Many times, a couple who is going through a divorce or a legal separation will have a lot of their wealth stored up in one or more retirement plans. These sorts of plans can include 401(k)s or other work-related plans, as well as private retirement funds like an Individual Retirement Account, or IRA.
Not surprisingly, Florida law requires that retirement plans be equitably divided between the two spouses. In practice, this means that, unless there is some negotiation, someone who has a retirement plan may be ordered to share all or part of the asset's value with his or her spouse.
When it comes to retirement plans, though, dividing them is only half the battle. Even after a court divides them, there still has to be a separate process for actually getting the administrator who holds the retirement funds to distribute them as the court, or the parties, intend.
This is where a qualified domestic relations order, or QDRO, comes in to play. As the name implies, a QDRO is an order signed by the judge and directed to the administrator of the plan. The QDRO will describe in detail how the administrator should divide the retirement plan pursuant to the underlying divorce decree or settlement.

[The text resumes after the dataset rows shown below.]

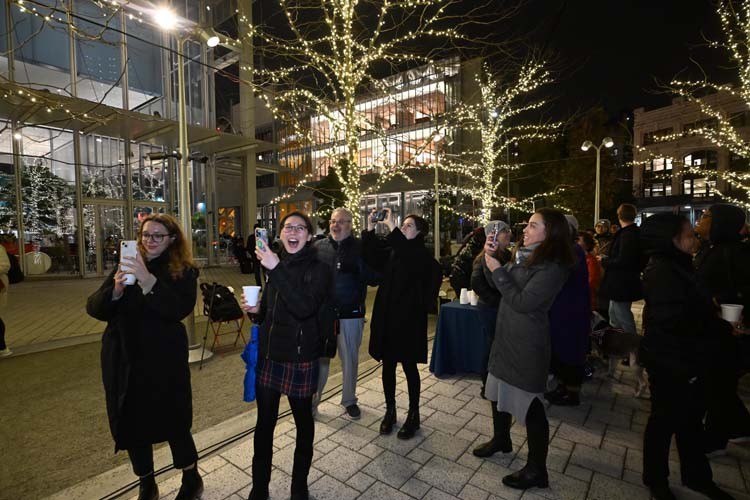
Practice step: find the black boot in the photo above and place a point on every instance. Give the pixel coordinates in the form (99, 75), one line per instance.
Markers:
(501, 435)
(386, 426)
(411, 425)
(192, 485)
(147, 489)
(526, 478)
(258, 495)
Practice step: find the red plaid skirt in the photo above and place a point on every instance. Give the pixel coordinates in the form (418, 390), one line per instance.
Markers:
(296, 380)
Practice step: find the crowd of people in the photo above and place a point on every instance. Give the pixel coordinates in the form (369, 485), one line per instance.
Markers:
(546, 288)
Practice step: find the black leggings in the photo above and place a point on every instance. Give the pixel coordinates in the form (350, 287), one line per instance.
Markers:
(537, 433)
(413, 382)
(268, 412)
(183, 449)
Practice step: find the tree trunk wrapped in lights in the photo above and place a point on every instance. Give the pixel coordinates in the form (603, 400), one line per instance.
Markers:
(327, 55)
(498, 120)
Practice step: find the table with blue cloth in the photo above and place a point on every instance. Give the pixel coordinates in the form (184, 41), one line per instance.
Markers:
(462, 339)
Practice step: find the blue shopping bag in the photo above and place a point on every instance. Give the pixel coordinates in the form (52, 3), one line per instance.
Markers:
(250, 357)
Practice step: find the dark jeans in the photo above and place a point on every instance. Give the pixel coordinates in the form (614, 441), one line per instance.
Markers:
(183, 449)
(267, 401)
(570, 375)
(413, 382)
(726, 415)
(676, 409)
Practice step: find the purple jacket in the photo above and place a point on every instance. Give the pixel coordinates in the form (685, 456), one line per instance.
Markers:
(570, 315)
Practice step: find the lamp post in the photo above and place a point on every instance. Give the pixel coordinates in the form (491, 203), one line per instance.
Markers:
(607, 142)
(169, 21)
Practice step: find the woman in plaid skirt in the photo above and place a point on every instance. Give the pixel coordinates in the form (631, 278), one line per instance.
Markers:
(288, 348)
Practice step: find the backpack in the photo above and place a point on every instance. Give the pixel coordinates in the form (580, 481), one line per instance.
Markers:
(328, 322)
(219, 303)
(15, 275)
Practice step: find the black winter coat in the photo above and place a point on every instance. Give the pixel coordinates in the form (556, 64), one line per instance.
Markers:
(350, 274)
(296, 289)
(622, 269)
(144, 356)
(398, 330)
(684, 335)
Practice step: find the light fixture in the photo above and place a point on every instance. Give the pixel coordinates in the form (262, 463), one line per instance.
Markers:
(165, 18)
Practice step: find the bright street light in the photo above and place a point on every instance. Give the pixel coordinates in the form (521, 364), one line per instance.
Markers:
(607, 142)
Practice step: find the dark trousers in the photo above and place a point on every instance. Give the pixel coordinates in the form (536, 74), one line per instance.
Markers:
(537, 433)
(183, 449)
(676, 409)
(413, 382)
(267, 401)
(726, 415)
(569, 374)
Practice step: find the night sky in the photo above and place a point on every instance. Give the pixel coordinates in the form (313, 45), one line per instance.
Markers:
(611, 51)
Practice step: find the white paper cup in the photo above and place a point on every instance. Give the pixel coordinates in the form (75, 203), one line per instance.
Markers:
(251, 295)
(731, 312)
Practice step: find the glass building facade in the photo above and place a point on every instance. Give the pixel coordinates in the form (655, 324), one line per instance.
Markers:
(69, 193)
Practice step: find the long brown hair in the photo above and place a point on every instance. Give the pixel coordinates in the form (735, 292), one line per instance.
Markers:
(180, 255)
(556, 246)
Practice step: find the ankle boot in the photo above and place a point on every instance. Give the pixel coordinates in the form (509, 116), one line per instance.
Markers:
(257, 494)
(192, 485)
(147, 489)
(386, 426)
(411, 425)
(501, 435)
(528, 477)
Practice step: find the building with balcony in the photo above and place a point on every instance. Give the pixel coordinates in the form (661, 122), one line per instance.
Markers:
(89, 94)
(674, 168)
(402, 125)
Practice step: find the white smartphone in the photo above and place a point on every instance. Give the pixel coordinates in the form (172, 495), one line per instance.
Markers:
(128, 248)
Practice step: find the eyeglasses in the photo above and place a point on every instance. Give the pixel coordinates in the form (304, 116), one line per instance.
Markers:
(156, 237)
(289, 228)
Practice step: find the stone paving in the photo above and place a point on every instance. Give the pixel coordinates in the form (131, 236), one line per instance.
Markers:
(595, 450)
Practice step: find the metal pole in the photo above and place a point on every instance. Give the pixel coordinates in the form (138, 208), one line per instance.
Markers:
(437, 215)
(183, 193)
(596, 193)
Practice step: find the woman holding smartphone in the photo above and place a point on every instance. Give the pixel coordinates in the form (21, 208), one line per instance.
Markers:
(520, 354)
(398, 332)
(288, 348)
(145, 353)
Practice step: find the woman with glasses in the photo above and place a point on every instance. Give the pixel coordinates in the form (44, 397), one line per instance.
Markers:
(288, 348)
(145, 353)
(398, 332)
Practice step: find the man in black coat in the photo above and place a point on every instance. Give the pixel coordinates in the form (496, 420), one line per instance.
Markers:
(622, 270)
(723, 270)
(343, 253)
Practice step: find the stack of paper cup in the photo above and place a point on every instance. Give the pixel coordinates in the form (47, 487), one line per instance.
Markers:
(251, 295)
(731, 312)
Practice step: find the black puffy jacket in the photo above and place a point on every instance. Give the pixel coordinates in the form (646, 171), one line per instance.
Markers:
(684, 335)
(296, 289)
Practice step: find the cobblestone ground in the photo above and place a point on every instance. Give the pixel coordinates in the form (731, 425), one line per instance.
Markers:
(595, 450)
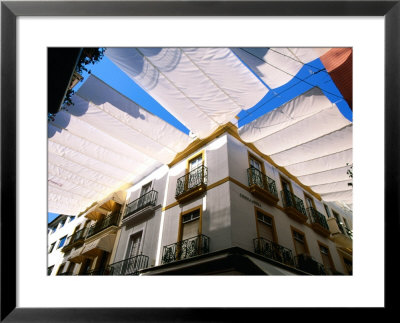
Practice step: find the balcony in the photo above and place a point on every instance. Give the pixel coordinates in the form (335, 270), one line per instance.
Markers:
(341, 234)
(262, 186)
(308, 264)
(130, 266)
(273, 251)
(184, 249)
(191, 184)
(318, 222)
(141, 206)
(108, 221)
(95, 272)
(293, 206)
(77, 238)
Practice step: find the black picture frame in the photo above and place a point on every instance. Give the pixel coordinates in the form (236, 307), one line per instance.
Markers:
(10, 10)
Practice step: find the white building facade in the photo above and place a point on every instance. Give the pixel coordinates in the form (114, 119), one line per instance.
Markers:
(222, 197)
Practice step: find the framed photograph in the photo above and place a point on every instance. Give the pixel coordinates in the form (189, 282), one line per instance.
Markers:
(189, 23)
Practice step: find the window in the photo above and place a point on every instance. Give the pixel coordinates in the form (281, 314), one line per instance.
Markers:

The QDRO also has other implications under federal law, since it will allow the division to take place free of tax penalties and consequences. For this and other reasons, the administrator must officially recognize that the QDRO is properly drafted or, alternatively, send it back for revisions.
While tough negotiating and assertive advocacy are hallmarks of a skilled divorce lawyer, QDROs are just one example of how family lawyers also must pay careful attention to detail when sorting out their client's financial and legal affairs.